Che è fondato, invece, il settimo motivo di ricorso in quanto secondo il consolidato orientamento di questa Corte al giudizio di legittimità trova applicazione lo ius superveniens dettato dalla L. n. 183 del 2010, art. 32, con il quale è introdotto “un criterio di liquidazione del danno di più agevole, certa ed omogenea applicazione”, rispetto alle “obiettive incertezze verificatesi nell’esperienza applicativa dei criteri di commisurazione del danno secondo la legislazione previgente” ed “il danno forfetizzato dall’indennità in esame copre soltanto il periodo cosiddetto “intermedio”, quello, cioè, che corre dalla scadenza del termine fino alla sentenza che accerta la nullità di esso e dichiara la conversione del rapporto”, mentre a partire da tale sentenza il datore di lavoro è obbligato a riammettere in servizio il lavoratore e a corrispondergli le retribuzioni dovute, anche in ipotesi di mancata riammissione effettiva (cfr. Corte Costituzionale n. 303 del 2011). Con la L. 28 giugno 2012, n. 92, art. 1, comma 13 (in G.U. n. 153 del 37-2012), si è poi chiarito che “La disposizione di cui alla L. 4 novembre 2010, n. 183, art. 32, comma 5, si interpreta nel senso che l’indennità ivi prevista ristora per intero il pregiudizio subito dal lavoratore, comprese le conseguenze retributive e contributive relative al periodo compreso fra la scadenza del termine e la pronuncia del provvedimento con il quale il giudice abbia ordinato la ricostituzione del rapporto di lavoro” (per una applicazione degli indicati principi ed una completa ricostruzione del quadro normativo cfr. Cass. 17/03/2016 n. 5298).

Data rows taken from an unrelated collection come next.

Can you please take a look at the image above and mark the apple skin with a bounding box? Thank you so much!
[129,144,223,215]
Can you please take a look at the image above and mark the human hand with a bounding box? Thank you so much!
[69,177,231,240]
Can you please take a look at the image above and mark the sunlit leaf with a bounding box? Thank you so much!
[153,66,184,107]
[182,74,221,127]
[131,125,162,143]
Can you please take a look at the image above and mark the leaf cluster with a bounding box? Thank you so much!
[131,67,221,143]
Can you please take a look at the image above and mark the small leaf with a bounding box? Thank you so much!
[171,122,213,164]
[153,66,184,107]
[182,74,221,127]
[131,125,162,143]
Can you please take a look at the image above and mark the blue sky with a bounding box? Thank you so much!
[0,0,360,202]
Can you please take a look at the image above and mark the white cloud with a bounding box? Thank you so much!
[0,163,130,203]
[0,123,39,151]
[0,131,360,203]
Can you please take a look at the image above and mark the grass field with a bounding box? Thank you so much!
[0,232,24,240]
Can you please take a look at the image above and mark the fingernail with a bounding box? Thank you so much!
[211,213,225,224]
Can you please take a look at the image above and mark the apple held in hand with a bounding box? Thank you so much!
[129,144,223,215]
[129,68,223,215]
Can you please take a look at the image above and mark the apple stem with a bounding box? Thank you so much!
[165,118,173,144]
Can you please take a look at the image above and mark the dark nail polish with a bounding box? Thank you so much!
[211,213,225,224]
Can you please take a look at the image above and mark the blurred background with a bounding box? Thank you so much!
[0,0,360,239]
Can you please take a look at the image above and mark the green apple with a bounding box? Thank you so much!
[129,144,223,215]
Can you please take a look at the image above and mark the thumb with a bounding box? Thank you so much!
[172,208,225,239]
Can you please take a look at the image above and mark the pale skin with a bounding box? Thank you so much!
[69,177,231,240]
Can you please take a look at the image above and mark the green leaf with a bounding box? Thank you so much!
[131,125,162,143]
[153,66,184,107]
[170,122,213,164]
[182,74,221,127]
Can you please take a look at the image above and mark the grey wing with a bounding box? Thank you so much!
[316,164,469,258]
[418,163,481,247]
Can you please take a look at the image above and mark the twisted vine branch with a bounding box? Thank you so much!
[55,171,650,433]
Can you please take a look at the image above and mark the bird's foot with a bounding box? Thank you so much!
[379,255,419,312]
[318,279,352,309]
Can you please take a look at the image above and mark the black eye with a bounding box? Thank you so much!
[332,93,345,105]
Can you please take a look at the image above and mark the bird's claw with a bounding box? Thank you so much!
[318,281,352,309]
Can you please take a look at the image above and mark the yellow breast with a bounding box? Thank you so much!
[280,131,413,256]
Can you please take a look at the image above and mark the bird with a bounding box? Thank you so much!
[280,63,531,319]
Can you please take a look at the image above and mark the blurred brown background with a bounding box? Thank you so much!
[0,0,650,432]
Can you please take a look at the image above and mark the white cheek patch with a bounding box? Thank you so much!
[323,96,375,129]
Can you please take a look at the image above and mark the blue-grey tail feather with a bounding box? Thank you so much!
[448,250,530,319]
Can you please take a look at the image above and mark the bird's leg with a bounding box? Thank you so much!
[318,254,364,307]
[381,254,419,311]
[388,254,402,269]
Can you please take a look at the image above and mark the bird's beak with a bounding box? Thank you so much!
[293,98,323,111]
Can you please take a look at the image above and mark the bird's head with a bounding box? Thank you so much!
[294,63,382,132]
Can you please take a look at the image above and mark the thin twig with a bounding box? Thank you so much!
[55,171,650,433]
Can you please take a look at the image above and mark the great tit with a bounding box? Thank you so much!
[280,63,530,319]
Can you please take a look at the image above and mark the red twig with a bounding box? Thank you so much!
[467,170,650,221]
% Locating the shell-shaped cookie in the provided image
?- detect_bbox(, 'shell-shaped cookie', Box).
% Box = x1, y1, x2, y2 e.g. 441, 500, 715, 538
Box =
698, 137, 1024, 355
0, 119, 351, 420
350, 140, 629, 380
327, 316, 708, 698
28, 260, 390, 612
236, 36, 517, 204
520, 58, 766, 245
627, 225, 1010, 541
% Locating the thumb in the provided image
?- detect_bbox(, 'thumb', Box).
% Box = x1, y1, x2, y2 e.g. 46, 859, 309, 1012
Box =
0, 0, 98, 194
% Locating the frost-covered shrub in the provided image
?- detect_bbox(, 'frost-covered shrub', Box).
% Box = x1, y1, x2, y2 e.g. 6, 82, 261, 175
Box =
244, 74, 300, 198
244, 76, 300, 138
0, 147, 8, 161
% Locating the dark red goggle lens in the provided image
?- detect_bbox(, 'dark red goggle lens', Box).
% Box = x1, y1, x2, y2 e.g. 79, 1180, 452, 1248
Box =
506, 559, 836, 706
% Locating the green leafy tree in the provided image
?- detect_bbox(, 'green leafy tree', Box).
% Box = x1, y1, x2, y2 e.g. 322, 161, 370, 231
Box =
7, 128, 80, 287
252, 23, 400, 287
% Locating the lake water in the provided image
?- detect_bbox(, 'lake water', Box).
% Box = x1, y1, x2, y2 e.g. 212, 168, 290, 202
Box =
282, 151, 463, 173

Che pertanto, rigettati i primi cinque motivi di ricorso e dichiarato inammissibile il sesto, va accolto il settimo e la sentenza, cassata in relazione al motivo accolto, deve essere rinviata alla Corte di appello di Roma, in diversa composizione, che quantificherà l’indennità spettante all’odierna parte contro ricorrente ex art. 32 cit. per il periodo compreso fra la scadenza del termine e la pronuncia del provvedimento con il quale il giudice ha ordinato la ricostituzione del rapporto di lavoro (cfr. per tutte Cass. n. 14461 del 2015) con interessi e rivalutazione su detta indennità da calcolarsi a decorrere dalla data della pronuncia giudiziaria dichiarativa della illegittimità della clausola appositiva del termine al contratto di lavoro subordinato (cfr. per tutte Cass. 3062 del 2016) e provvederà anche sulle spese del giudizio di legittimità.

PQM

La Corte, accoglie l’ultimo motivo di ricorso nei sensi di cui in motivazione. Rigettati i motivi dal primo al quinto dichiara inammissibile il sesto.

Cassa la sentenza in relazione al motivo accolto e rinvia alla Corte di appello di Roma, in diversa composizione, che provvederà anche sulle spese del giudizio di legittimità.

Così deciso in Roma, nella Adunanza camerale, il 18 maggio 2017.